Some of you crapulent guys would like to "wring my neck" right now if you could get hold of me, wouldn't you?. So much for your grace and godliness. Unless you can find a way to sit on me or fall on me I don't think I'm in much danger. You wouldn't be so angry and defensive if you didn't feel these words applied to you. I don't know you and God as my witness, these words are not addressed to anyone in particular. But if you are angry after reading this then some part of this article applies to you. "It is hard for thee to kick against the pricks."

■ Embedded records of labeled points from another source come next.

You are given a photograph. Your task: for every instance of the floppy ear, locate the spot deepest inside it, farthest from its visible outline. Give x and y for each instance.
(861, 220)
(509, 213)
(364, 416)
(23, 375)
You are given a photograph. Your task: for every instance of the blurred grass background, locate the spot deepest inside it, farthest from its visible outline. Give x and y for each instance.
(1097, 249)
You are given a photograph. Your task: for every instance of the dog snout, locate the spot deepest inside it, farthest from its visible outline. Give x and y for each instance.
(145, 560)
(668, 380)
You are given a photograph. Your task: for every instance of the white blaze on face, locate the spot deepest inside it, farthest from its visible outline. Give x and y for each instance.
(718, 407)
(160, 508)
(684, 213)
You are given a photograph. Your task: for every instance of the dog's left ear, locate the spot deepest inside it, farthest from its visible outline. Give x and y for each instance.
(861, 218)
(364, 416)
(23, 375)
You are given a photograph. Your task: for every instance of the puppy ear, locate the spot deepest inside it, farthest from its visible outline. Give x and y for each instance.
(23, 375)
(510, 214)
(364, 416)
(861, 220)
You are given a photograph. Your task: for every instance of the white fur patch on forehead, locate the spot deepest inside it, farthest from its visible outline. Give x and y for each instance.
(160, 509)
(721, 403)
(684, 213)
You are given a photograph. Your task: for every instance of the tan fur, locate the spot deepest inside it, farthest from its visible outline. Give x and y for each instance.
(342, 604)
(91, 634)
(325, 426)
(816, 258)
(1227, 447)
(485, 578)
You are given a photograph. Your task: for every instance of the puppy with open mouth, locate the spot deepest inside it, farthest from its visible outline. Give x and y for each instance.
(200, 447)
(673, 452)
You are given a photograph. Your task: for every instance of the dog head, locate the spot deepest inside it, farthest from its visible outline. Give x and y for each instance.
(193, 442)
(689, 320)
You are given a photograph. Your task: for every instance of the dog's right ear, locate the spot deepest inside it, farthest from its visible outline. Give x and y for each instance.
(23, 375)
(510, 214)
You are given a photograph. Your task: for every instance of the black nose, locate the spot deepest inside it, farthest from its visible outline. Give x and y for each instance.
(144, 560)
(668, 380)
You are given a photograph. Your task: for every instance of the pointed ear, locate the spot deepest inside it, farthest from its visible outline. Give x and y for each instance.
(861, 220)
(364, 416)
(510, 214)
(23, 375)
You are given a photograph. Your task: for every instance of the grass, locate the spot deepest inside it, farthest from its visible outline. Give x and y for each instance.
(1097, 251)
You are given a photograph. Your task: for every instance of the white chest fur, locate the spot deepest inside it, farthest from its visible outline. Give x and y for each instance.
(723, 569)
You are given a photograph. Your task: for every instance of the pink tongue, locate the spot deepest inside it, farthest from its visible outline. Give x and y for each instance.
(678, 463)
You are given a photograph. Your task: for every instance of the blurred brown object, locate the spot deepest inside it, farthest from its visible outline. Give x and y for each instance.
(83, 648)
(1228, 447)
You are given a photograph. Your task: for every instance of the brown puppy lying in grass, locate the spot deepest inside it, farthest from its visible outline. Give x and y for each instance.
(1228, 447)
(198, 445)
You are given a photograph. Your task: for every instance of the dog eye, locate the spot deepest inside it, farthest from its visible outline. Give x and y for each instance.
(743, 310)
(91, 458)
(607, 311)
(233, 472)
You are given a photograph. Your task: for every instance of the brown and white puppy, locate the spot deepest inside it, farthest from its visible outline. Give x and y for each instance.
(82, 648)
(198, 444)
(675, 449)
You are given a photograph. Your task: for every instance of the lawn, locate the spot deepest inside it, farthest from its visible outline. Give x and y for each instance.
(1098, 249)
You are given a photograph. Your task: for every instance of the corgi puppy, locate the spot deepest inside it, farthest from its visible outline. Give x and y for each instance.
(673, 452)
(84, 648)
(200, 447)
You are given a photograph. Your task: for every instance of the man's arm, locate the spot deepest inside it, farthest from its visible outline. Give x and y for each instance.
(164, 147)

The above words may be for only one person who reads this, but I feel compelled to include them after prayer and many reviews.

Your Author's Problem

It seems an ingrained part of "human nature" for people to indulge themselves. I am guilty as the next. That large piece of cake, that bowl of ice cream, we act like we deserve to eat it just because we can. I will admit that I can spare some pounds. When I graduated high school I weighed around 170 pounds being slightly over 6 feet tall. Now I weigh very near 200 pounds. I could lose 20 pounds and not hurt myself at all. But the telling fact about today's bloated society is many people consider me normal or even thin. A thin 200 pound man? Hardly. Maybe if he was 7 feet tall. Since she is only around 110 pounds, I am nearly twice the weight of my wife.

Until I was about 38 years old I wore a size 34 waist pants. Since then I have had to switch to a size 36. However, when I shop for pants the waist sizes usually start at 30 and go all the way to 48 or larger. Size 34 or 36 is still on the small end! Nevertheless, I feel I need to watch what I eat more and have cut back on the sweets. It is not a joke to me. I can easily eat too much and that is sin. One problem today is the deserts and sweets our ancestors had very rarely or only on special occasions, we can eat nearly every day. A child growing up in the 1940s or 1950s may have gotten to drink a bottle of "Nehi" maybe once or twice a month on a trip to "town." Today people don't even think of soda pop as a treat, it is the primary source of "water" for millions.

Excuses, Excuses

I can hear all the excuses coming, "Brother Morton, I have always been big," "My whole family is big," "I have emotional problems," "I am depressed," "I can't stop myself," etc., etc. So are you saying you can not control what goes into your mouth? Sure some people have a larger frame than others and will weigh more than others, it is also expected that a person put on a few pounds with age, but I am not talking primarily about weight. I'm talking about size. Do YOU know you are too big? Do YOU know you have a big gut that hinders you and your ministry? Well, then, who can do anything about it except you? The issue is do YOU believe your are right where you should be concerning the maintenance of God's temple? When you look at yourself in a mirror, what do you see? 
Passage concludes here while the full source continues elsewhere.